Objective: The purpose of this qualitative study was to characterize the adequacy, effectiveness, and barriers related to research mentorship among junior pediatric hospitalists and general pediatricians at a large academic institution.
Methods: Junior faculty and staff physicians in hospital medicine and general pediatrics at a large academic institution were invited to participate in this qualitative study. In-depth interviews were conducted. Experienced mentors were invited to be interviewed for theoretical sampling. Interviews were conducted and analyzed by using grounded theory methodology.
Results: Twenty-six (75%) of the eligible physicians, pediatric hospitalists representing 65% of this sample, agreed to be interviewed about their mentoring experiences.

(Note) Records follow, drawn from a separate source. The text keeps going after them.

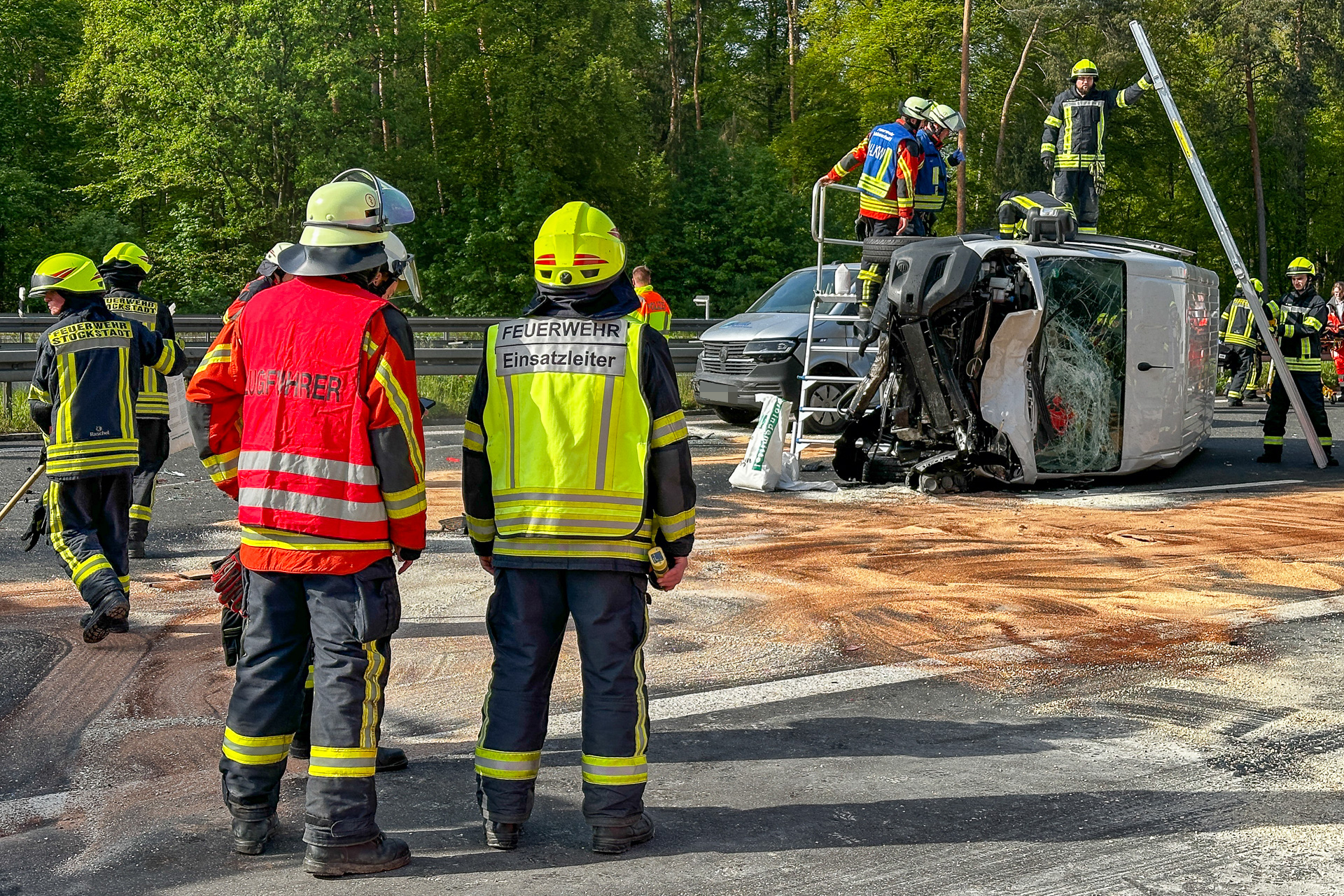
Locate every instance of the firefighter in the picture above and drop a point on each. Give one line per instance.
(305, 412)
(1298, 320)
(122, 270)
(1014, 207)
(654, 309)
(1240, 343)
(1073, 146)
(932, 183)
(575, 465)
(84, 396)
(891, 158)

Satisfied and dissatisfied participants expressed similar mentoring themes: acquisition of research skills, academic productivity, and career development. Four experienced mentors were interviewed and provided rationale for mentoring clinicians in research. Both groups of participants agreed that institutional support is vital for promoting mentorship.

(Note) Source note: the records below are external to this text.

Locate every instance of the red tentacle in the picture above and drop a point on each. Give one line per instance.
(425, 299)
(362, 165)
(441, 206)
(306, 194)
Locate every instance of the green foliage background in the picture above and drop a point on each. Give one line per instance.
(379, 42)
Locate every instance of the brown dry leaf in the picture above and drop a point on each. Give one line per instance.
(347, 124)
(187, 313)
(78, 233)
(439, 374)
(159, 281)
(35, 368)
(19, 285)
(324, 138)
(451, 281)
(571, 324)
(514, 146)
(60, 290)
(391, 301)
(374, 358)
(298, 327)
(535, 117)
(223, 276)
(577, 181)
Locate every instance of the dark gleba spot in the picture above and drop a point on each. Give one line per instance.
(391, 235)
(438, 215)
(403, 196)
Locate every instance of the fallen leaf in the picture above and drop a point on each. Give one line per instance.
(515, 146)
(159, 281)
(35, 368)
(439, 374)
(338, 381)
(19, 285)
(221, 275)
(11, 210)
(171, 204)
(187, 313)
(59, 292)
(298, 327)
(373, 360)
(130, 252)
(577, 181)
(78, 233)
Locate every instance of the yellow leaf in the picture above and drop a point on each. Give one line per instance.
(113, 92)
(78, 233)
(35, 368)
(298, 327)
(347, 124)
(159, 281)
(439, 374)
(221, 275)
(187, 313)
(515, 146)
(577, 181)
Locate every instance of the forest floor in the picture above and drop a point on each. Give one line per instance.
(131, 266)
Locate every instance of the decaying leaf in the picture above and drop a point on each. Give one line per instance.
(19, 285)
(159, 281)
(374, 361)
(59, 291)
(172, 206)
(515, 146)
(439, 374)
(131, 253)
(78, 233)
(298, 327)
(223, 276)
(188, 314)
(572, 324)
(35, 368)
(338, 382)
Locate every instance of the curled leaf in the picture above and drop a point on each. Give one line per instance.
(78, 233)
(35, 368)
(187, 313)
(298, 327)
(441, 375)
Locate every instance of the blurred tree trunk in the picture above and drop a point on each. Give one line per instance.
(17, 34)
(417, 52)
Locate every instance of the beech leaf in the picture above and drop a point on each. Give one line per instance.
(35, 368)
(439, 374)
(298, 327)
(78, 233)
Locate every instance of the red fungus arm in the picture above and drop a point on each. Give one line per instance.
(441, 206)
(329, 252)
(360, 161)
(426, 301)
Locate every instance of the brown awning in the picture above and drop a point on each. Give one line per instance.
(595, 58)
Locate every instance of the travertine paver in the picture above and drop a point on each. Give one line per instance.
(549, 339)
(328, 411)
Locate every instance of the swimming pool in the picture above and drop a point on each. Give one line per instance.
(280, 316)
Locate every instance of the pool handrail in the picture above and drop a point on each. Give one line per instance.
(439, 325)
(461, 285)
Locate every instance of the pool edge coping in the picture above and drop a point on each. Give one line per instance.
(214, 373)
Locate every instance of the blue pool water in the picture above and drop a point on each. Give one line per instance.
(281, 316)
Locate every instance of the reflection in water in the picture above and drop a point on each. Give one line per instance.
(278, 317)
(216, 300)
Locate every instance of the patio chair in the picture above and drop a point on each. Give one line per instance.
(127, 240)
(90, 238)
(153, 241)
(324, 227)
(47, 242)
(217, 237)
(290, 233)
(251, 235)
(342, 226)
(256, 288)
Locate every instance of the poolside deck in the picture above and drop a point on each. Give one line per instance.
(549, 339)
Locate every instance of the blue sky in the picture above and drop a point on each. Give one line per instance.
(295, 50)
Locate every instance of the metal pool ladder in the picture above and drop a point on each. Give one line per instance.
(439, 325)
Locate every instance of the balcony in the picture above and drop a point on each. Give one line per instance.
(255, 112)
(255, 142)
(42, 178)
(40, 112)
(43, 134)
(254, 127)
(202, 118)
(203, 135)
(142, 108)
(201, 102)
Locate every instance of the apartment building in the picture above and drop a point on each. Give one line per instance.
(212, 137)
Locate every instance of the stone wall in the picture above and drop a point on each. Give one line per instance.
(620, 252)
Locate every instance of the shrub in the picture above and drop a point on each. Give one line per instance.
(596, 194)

Conclusions: Junior pediatric hospitalists and general pediatricians indicated considerable interest in being mentored to learn to do clinical research. Developing faculty and staff physicians to their utmost potential is critical for advancement in academic medicine. Mentoring clinical physicians seeking to add research skills and academic productivity to their practice merits study as an innovative path to develop clinical investigators. Hospital medicine, as a rapidly developing pediatric specialty, is well-positioned to implement the necessary infrastructure to mentor junior faculty in their academic pursuits, thereby optimizing the potential impact for individuals, families, learners, and institutions.

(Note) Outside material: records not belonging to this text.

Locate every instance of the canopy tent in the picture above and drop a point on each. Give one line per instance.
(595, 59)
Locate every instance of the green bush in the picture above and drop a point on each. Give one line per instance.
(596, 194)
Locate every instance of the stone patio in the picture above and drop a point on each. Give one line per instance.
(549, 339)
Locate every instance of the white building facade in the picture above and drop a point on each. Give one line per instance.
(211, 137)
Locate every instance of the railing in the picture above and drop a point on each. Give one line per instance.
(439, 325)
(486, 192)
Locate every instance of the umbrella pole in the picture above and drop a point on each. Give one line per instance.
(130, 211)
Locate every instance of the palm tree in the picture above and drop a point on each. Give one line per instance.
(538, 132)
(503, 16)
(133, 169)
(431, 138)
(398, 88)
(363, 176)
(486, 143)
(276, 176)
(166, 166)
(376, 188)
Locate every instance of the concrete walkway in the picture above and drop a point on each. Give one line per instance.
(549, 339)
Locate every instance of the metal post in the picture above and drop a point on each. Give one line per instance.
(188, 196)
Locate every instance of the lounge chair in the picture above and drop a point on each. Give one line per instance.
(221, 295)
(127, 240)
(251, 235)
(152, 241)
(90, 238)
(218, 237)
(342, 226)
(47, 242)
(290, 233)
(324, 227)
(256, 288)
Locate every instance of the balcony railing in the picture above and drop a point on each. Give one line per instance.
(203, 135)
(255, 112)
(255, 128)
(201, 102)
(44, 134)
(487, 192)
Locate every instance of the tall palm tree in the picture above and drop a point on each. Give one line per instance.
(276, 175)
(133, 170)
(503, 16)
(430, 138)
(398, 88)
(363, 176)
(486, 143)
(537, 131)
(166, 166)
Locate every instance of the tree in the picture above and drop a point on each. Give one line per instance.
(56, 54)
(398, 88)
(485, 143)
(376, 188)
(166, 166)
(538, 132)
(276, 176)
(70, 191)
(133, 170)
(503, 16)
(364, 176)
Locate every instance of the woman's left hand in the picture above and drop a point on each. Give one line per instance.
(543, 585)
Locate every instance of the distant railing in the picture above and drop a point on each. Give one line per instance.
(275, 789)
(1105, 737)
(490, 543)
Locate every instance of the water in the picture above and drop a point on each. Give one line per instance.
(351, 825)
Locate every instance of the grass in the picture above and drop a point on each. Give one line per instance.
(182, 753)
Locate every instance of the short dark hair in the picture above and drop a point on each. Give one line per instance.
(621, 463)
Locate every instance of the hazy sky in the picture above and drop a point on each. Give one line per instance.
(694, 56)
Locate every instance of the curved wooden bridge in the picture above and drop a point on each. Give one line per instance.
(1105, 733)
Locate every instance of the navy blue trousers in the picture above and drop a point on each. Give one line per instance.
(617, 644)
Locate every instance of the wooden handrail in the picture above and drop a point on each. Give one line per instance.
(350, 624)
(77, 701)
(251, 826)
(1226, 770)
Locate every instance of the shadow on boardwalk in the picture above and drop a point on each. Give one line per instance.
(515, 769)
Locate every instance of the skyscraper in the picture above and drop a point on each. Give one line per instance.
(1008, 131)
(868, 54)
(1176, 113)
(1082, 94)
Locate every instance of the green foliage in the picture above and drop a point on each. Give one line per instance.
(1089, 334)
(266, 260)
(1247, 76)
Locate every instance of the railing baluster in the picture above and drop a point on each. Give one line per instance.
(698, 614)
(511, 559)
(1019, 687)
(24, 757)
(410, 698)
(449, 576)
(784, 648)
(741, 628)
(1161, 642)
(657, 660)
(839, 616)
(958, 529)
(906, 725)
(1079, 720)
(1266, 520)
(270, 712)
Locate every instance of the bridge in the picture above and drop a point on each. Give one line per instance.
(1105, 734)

Although scholarship is critical for academic physicians, clinicians seeking to incorporate research into their practice often struggle to find a clearly defined path toward that goal. Research challenges for pediatric hospitalists have been identified as “insufficient research training, dedicated research time, and academic mentorship and role models.”1
For physician scientists, the impact and benefits of mentorship are abundant and include enhancing development as academic physicians2–5; influencing personal development, career choice, and productivity; providing career guidance specifically related to research publications and grant funding; and offering an essential source of stress reduction, feedback, and practical advice.6–8 Academic physicians who choose research careers determine this academic interest during residency with the clear expectation of structured mentorship.9
Physician educators and clinicians’ careers include patient care, teaching medical students and residents, and less often research. Previous investigations have primarily focused on mentorship related to research needs and mentorship for medical trainees (medical students, residents, and fellows)2,10; studies exploring mentorship experiences of academic pediatric hospitalists and general pediatricians are limited. The purpose of this qualitative study was to understand the adequacy, effectiveness, and barriers related to mentorship among junior pediatric hospitalists and general pediatricians at a large academic institution. This institution has a strong commitment to mentorship evidenced by the support of senior physician leadership and the support for the creation of a mentorship program recently designed by the Office of Faculty Development.
Study Participants and Setting
We invited 35 physicians including junior faculty at the instructor and assistant professor levels (23 physicians; 66%) and staff physicians (12 physicians; 34%) to participate. At the time this study commenced, General and Community Pediatrics and Hospital Medicine were a single division. Although staff physicians in this institution are defined as physicians whose role is primarily clinical, they do have research productivity requirements but have not received any research training. The designation is determined by both departmental needs and individual physician interests, and staff physicians are not considered faculty. Junior faculty signifies level of faculty appointment, and we defined it as instructors or assistant professors; promotion depends on scholarship achievement, not years in rank. Faculty at this medical center may be from several tracks; the majority of participants in this study were from the Clinical-Educator Track: “… appropriate for clinical faculty, who focus the bulk of their professional effort in the area of clinical service augmented by program development, clinical research, administrative service and/or educational activities.”11 Four of the participants were from the Research Track: “… expected to be involved in well-designed research programs which are, or have the potential to be, externally funded.”11 Four effective mentors were identified during the initial interviews, so based on the grounded theory concept of theoretical sampling,12 these mentors were invited to be interviewed as a small second group of participants. The mentors were from 3 institutions; 2 were from the host institution and 2 were from 2 medical centers in different parts of the country; these medical centers are unrelated to the host institution or to each other. Participants suggested these mentors from outside institutions based on previous experiences. These mentors were identified as effective by their mentees who voiced gratitude for them in the context of the interviews; no other measure was taken to confirm their level of expertise.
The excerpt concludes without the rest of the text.